Rebecca, la prima moglie (di A. Hitchcock, 1940)

Creato il 04 aprile 2013 da Frank_romantico @Combinazione_C

Rebecca, la prima moglie è il primo film di Alfred Hitchcock girato su suolo americano. Quindi, in un certo senso, è il passo iniziale verso un nuovo ciclo artistico che terminerà con alcuni dei più grandi successi del regista, tra La Finestra sul Cortile, Gli Uccelli e Psyco. E in un certo senso i punti di contatto tra questo "nuovo" esordio e quello che sarà il punto più alto nella carriera del regista sono sotto gli occhi di tutti. 
Una favola gotica. Si capisce subito, con quell'incipit onirico e la voce narrante che racconta gli alberi e il mare accarezzati dal chiaro di luna. E poi Manderley, la magione che assomiglia ad un castello delle fiabe e, allo stesso tempo, a una casa stregata. Quella voce appartiene alla protagonista, una ragazza senza nome che conosceremo solo con il titolo da lei ottenuto dopo la prima mezz'ora di film: la seconda signora de Winter. Una moderna Cenerentola che conosce e si innamora del ricco e nobile Maxim de Winter e che, dopo averlo sposato, si trasferisce con lui nella grande tenuta in Cornovaglia. Manderley è però una casa infestata. Non da fantasmi, demoni o mostri chiusi in cantina, ma dal ricordo della prima signora de Winter, la bellissima Rebecca. Rebecca è morta annegata nel burrascoso mare della Cornovaglia lasciando il vuoto nel petto di chi la conosceva, soprattutto in quello dell'inconsolabile marito Max. La seconda moglie de Winter deve scontrarsi con questo fantasma che sembra aleggi ancora tra le mura della magione, con i paragoni improbabili che ne derivano. 
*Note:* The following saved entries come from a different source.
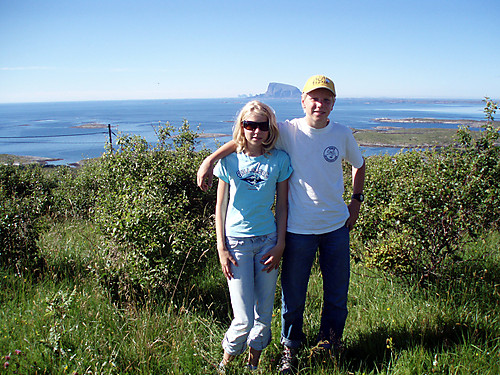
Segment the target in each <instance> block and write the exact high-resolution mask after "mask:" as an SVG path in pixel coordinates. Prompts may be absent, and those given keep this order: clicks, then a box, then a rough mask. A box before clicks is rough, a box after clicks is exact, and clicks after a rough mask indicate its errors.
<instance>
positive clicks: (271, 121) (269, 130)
mask: <svg viewBox="0 0 500 375" xmlns="http://www.w3.org/2000/svg"><path fill="white" fill-rule="evenodd" d="M250 113H255V114H259V115H264V116H266V117H267V119H268V120H269V135H268V137H267V139H266V140H265V141H264V142H262V146H263V147H264V154H266V153H268V152H269V151H271V150H272V149H273V148H274V145H275V144H276V141H277V140H278V136H279V130H278V124H277V122H276V115H275V114H274V111H273V109H272V108H271V107H269V106H268V105H267V104H264V103H262V102H259V101H258V100H252V101H251V102H248V103H247V104H245V106H244V107H243V108H242V109H241V110H240V112H239V114H238V117H237V118H236V121H235V122H234V129H233V141H234V142H235V143H236V147H237V148H236V152H245V146H246V139H245V132H244V130H243V121H244V120H246V118H247V116H248V115H249V114H250Z"/></svg>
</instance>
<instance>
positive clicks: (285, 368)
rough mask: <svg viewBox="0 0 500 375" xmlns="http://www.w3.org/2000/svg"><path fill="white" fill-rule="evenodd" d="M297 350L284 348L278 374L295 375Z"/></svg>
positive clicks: (279, 365) (289, 348)
mask: <svg viewBox="0 0 500 375" xmlns="http://www.w3.org/2000/svg"><path fill="white" fill-rule="evenodd" d="M298 351H299V350H298V349H297V348H289V347H288V346H284V347H283V353H281V359H280V363H279V365H278V372H279V373H280V374H293V373H294V372H295V371H296V370H297V363H298V361H297V353H298Z"/></svg>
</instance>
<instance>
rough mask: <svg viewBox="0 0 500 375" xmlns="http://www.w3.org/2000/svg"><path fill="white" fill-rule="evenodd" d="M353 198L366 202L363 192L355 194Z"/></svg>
mask: <svg viewBox="0 0 500 375" xmlns="http://www.w3.org/2000/svg"><path fill="white" fill-rule="evenodd" d="M351 199H356V200H357V201H360V202H364V200H365V196H364V195H363V194H362V193H360V194H353V195H352V196H351Z"/></svg>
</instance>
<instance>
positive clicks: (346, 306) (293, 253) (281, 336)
mask: <svg viewBox="0 0 500 375" xmlns="http://www.w3.org/2000/svg"><path fill="white" fill-rule="evenodd" d="M335 100H336V93H335V86H334V84H333V82H332V81H331V80H330V79H329V78H327V77H325V76H321V75H318V76H312V77H311V78H309V80H308V81H307V82H306V84H305V86H304V89H303V91H302V98H301V102H302V107H303V109H304V112H305V116H304V117H303V118H300V119H294V120H292V121H285V122H284V123H282V124H279V125H280V126H279V130H280V136H279V139H278V143H277V145H276V147H277V148H281V149H283V150H285V151H286V152H287V153H288V154H289V155H290V159H291V163H292V166H293V169H294V172H293V173H292V175H291V177H290V180H289V195H288V204H289V208H288V225H287V236H286V247H285V251H284V254H283V258H282V259H283V266H282V273H281V287H282V311H281V314H282V330H281V343H282V344H283V346H284V350H283V354H282V358H281V361H280V365H279V370H280V372H281V373H282V374H286V373H291V372H292V369H293V368H294V367H295V366H296V355H297V352H298V349H299V347H300V345H301V343H302V341H303V340H304V333H303V331H302V326H303V315H304V308H305V301H306V294H307V285H308V282H309V276H310V273H311V267H312V264H313V262H314V258H315V256H316V253H317V252H318V251H319V264H320V268H321V273H322V276H323V311H322V315H321V325H320V331H319V334H318V345H320V346H321V347H323V348H325V349H332V350H334V351H337V350H339V349H340V347H341V339H342V333H343V330H344V325H345V321H346V318H347V293H348V287H349V272H350V264H349V231H350V230H351V229H352V228H353V226H354V224H355V222H356V220H357V219H358V216H359V210H360V207H361V203H362V202H363V199H364V197H363V193H362V192H363V185H364V180H365V163H364V159H363V157H362V154H361V151H360V150H359V147H358V145H357V143H356V141H355V139H354V136H353V134H352V131H351V130H350V129H349V128H347V127H345V126H343V125H340V124H337V123H333V122H330V119H329V115H330V113H331V111H332V110H333V106H334V104H335ZM234 150H235V147H234V145H231V142H228V143H227V144H226V145H224V146H222V147H221V148H219V149H218V150H217V151H215V152H214V153H213V154H212V155H210V156H209V157H207V159H205V161H204V162H203V163H202V165H201V166H200V169H199V171H198V186H200V188H201V189H202V190H207V189H208V188H209V187H210V185H211V179H212V169H213V165H214V164H215V162H216V161H217V160H218V159H220V158H222V157H224V156H225V155H227V154H228V153H231V152H233V151H234ZM342 160H346V161H347V162H349V163H350V164H351V165H352V184H353V195H352V199H351V202H350V203H349V205H348V206H347V205H346V204H345V202H344V200H343V196H342V195H343V192H344V183H343V174H342Z"/></svg>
Allora cosa fa Hitchcock? Gioca con la tensione creando una metaforica rete tra le cui spire la giovane protagonista sembra venire pian piano avvolta. Lascia che il personaggio lentamente scivoli nel silenzio delle sue paure e la isola rendendola preda di una non meglio precisata minaccia. Perché, cosa tipica nel cinema di Sir Alfred, il pericolo non è mai ben identificato e mano a mano che passano i minuti assume contorni sempre più definiti divenendo concreto solo nel finale. Rebecca, la prima moglie è un sogno che lentamente trasla nell'incubo, una favola che propone la struttura del thriller in chiave inedita, ma allo stesso tempo è un dramma psicologico e una storia d'amore dal respiro moderno.
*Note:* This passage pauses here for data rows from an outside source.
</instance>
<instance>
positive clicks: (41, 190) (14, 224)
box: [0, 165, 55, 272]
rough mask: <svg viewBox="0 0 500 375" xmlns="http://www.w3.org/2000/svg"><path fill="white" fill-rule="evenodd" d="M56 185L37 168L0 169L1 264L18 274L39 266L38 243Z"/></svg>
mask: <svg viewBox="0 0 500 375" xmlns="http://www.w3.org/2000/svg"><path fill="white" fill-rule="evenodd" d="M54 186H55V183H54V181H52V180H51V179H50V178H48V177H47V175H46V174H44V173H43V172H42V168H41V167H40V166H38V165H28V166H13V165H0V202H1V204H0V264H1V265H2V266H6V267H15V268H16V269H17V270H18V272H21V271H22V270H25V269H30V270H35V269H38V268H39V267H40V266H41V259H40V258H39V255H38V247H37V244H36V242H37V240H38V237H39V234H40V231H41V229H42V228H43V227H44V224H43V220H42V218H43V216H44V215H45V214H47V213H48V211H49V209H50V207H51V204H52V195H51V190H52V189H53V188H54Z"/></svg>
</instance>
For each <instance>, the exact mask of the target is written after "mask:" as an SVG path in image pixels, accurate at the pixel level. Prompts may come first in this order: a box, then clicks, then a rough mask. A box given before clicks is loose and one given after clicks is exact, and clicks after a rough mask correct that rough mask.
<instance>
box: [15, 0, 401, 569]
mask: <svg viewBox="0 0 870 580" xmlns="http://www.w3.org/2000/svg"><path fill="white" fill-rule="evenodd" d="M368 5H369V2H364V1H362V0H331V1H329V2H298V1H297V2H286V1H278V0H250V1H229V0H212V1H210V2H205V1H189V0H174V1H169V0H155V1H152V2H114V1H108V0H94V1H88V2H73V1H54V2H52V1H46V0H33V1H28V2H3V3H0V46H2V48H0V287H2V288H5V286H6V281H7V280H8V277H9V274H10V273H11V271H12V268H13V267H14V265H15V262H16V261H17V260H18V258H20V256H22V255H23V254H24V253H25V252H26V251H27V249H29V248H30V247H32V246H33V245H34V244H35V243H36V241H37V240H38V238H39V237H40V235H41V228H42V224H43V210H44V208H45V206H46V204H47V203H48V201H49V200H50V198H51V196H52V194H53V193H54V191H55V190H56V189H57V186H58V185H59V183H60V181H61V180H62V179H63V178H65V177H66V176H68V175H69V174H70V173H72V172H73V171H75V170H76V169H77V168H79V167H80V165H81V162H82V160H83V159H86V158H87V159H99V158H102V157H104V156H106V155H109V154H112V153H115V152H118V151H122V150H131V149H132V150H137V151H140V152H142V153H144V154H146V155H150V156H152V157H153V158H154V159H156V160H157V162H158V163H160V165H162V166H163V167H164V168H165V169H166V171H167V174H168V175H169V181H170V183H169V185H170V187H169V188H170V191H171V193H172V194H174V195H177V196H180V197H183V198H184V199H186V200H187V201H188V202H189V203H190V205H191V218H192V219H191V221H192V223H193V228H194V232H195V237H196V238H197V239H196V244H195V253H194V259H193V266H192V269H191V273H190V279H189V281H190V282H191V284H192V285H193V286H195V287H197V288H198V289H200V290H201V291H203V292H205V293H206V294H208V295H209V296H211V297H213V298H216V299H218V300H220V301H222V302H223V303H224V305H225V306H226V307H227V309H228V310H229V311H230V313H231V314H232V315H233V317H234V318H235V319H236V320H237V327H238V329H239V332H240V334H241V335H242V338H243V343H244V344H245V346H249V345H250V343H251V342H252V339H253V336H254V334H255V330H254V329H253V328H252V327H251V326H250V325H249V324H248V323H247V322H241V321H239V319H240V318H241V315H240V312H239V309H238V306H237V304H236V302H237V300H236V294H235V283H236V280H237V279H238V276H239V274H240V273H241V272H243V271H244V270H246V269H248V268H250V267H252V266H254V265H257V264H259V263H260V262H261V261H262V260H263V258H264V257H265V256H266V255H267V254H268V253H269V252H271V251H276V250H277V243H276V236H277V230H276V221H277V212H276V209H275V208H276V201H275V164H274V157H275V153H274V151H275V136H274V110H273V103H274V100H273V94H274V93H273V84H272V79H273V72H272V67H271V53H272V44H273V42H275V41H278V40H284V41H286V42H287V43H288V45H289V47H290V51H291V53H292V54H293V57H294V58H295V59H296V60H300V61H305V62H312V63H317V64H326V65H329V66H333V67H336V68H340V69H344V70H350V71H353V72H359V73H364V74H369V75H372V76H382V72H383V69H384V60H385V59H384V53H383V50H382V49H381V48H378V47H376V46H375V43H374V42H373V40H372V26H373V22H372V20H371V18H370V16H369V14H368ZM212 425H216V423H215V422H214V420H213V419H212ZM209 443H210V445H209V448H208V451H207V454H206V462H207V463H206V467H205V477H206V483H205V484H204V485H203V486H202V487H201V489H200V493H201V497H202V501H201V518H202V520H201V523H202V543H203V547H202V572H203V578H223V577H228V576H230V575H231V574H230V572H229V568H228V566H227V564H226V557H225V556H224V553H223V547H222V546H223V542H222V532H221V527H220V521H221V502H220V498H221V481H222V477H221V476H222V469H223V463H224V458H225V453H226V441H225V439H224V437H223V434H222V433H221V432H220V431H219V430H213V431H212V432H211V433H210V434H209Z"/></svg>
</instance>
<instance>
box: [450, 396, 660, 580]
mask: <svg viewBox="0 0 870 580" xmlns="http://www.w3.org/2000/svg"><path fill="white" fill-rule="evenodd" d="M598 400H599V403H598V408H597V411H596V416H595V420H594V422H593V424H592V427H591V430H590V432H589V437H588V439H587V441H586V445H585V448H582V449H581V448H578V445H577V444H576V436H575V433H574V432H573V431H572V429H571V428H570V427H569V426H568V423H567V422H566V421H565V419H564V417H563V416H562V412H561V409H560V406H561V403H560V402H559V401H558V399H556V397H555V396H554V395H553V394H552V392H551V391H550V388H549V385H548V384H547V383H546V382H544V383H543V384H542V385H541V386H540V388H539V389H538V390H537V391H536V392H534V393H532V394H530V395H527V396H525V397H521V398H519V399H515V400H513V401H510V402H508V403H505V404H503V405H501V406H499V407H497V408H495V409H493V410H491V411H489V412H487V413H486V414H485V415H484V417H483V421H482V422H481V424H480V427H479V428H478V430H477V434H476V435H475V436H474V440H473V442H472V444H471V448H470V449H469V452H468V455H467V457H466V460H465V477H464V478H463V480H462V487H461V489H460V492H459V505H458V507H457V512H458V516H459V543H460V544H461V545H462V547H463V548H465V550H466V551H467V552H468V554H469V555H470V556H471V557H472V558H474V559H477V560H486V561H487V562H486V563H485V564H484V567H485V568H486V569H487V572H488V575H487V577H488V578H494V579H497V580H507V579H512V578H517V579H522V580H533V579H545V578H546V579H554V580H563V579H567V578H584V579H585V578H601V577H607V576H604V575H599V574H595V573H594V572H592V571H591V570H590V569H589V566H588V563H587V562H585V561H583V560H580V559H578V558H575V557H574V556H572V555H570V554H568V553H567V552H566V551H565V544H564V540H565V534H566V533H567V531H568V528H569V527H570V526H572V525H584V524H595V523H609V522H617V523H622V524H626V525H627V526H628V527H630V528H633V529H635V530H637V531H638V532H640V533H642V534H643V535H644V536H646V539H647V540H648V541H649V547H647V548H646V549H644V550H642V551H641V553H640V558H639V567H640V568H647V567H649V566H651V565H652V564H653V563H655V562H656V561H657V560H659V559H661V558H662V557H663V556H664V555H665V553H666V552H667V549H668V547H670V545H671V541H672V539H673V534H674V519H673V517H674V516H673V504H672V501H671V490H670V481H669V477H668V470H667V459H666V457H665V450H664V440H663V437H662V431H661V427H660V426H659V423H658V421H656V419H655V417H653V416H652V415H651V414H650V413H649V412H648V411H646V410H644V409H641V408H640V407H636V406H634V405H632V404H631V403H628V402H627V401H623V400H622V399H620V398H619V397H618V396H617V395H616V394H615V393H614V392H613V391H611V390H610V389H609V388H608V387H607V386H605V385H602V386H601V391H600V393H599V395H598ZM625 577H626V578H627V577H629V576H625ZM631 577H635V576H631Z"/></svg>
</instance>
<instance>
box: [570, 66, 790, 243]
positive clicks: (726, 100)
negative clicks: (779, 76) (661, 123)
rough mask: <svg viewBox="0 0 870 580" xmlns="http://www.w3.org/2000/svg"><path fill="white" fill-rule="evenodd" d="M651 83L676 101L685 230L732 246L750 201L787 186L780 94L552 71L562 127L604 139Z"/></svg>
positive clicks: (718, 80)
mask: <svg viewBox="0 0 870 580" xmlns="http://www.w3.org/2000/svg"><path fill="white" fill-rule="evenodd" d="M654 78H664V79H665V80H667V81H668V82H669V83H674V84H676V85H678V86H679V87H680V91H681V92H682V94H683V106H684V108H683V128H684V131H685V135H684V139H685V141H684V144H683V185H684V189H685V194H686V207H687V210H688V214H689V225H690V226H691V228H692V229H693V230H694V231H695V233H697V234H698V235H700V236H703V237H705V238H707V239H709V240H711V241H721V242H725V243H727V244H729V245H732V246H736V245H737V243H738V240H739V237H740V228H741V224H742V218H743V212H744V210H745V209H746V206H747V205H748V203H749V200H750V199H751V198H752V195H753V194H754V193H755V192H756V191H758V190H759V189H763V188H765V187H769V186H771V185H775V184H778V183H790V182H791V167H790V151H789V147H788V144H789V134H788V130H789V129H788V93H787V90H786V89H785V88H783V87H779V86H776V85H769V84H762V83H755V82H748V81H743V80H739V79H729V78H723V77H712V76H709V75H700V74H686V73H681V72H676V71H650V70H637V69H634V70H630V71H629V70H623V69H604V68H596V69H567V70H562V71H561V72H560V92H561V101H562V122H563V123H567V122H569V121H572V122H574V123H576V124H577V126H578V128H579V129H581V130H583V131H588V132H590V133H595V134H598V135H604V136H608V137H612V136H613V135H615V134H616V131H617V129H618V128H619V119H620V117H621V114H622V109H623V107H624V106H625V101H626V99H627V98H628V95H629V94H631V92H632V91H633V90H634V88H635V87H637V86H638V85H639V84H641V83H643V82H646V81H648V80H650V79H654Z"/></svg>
Il film viene costruito in modo tale da dare indizi allo spettatore sugli eventuali risvolti della trama ma permette al regista di giocare con quel che non ci viene detto, con quello che non viene mostrato (non vedremo mai il volto di Rebecca, saranno le esperienze di chi l'ha conosciuta e gli oggetti personali della donna a parlare di lei) fino a lasciarci credere tutto e il contrario di tutto. Avvalendosi poi della fotografia chiaro/scuro di George Barnes e di un montaggio chirurgico, elimina i momenti morti e non cede mai dal punto di vista del ritmo.
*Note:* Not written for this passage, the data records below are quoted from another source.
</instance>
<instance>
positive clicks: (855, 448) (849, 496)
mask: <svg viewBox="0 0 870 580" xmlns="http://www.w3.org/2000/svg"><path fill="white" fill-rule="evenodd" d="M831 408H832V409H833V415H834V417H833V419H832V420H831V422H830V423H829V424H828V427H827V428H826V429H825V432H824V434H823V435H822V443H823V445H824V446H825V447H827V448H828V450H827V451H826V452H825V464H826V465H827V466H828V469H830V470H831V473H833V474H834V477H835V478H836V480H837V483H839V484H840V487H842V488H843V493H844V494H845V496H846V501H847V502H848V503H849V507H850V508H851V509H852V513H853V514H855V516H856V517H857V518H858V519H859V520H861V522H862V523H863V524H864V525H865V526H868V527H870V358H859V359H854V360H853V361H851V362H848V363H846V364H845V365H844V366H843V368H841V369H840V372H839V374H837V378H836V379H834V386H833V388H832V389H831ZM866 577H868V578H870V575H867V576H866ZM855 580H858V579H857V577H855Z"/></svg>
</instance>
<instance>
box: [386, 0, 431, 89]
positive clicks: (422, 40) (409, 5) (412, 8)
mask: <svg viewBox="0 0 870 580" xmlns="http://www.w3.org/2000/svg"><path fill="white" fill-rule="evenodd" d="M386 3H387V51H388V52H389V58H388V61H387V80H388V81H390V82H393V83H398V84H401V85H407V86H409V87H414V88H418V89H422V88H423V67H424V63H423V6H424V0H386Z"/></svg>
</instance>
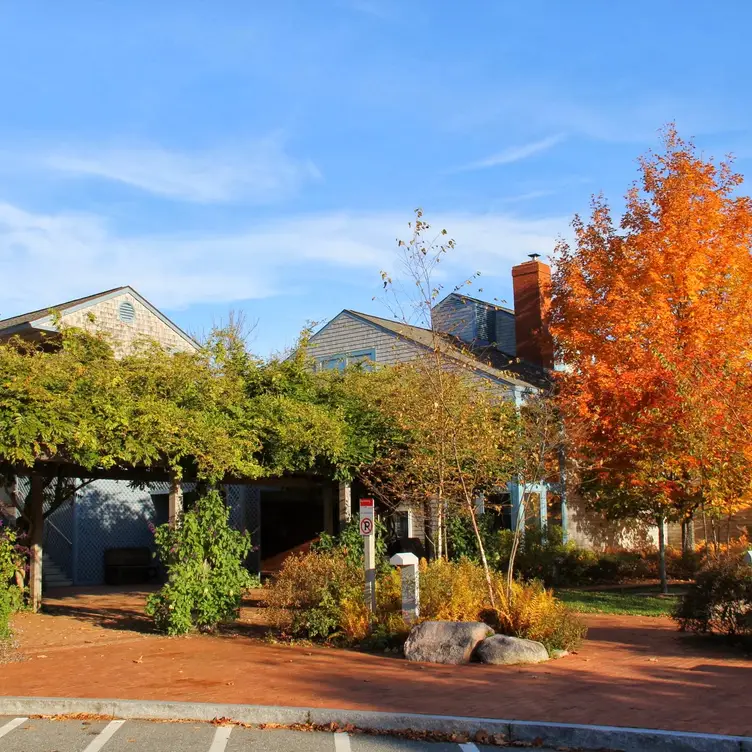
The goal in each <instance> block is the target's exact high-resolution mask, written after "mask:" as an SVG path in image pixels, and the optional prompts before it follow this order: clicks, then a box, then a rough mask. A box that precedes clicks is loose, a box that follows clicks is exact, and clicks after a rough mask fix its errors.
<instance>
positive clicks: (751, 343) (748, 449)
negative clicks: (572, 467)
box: [551, 126, 752, 521]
In tutto questo la protagonista, timida e insicura, diviene vittima non tanto di un pericolo esterno quanto delle proprie ansie e paure. Il suo continuo sentirsi inadeguata, il suo chiudersi in se stessa che si contrappone in maniera così violenta all'ambiente che la circonda, vasto e labirintico, non è molto lontano a quello che deve aver provato Hitchcock dopo il trasferimento oltreoceano. Alla fine sarà proprio l'amore a salvare la donna, un amore puro e smaliziato così diverso da quello della governante Mrs Danvers (Judith Anderson), legata alla sua vecchia padrona in modo morboso e innaturale. Un amore distruttivo che si scontra con quello della seconda signora de Winter, interpretata da un'eterea Joan Fontaine, in grado di far rinascere un uomo come Maxim (un Laurence Olivier tenebroso) contribuendo a distruggere il doloroso passato dell'uomo.
Non manca il sovrapporsi dei personaggi come fossero maschere, altro tema portante nel cinema di Hitch. Il lento coincidere dei volti e delle personalità fino alla totale crisi del concetto di identità.
Appunto, temi portanti di un cineasta che ha saputo reinventarsi senza mai rinunciare a se stesso ma che metteva sempre in dubbio se stesso. Ma forse è stato grazie alla propria insicurezza e alle sue nevrosi che ha potuto regalarci tanti e tali capolavori della cinematografia mondiale. E di questo dovremo sempre essergli grati.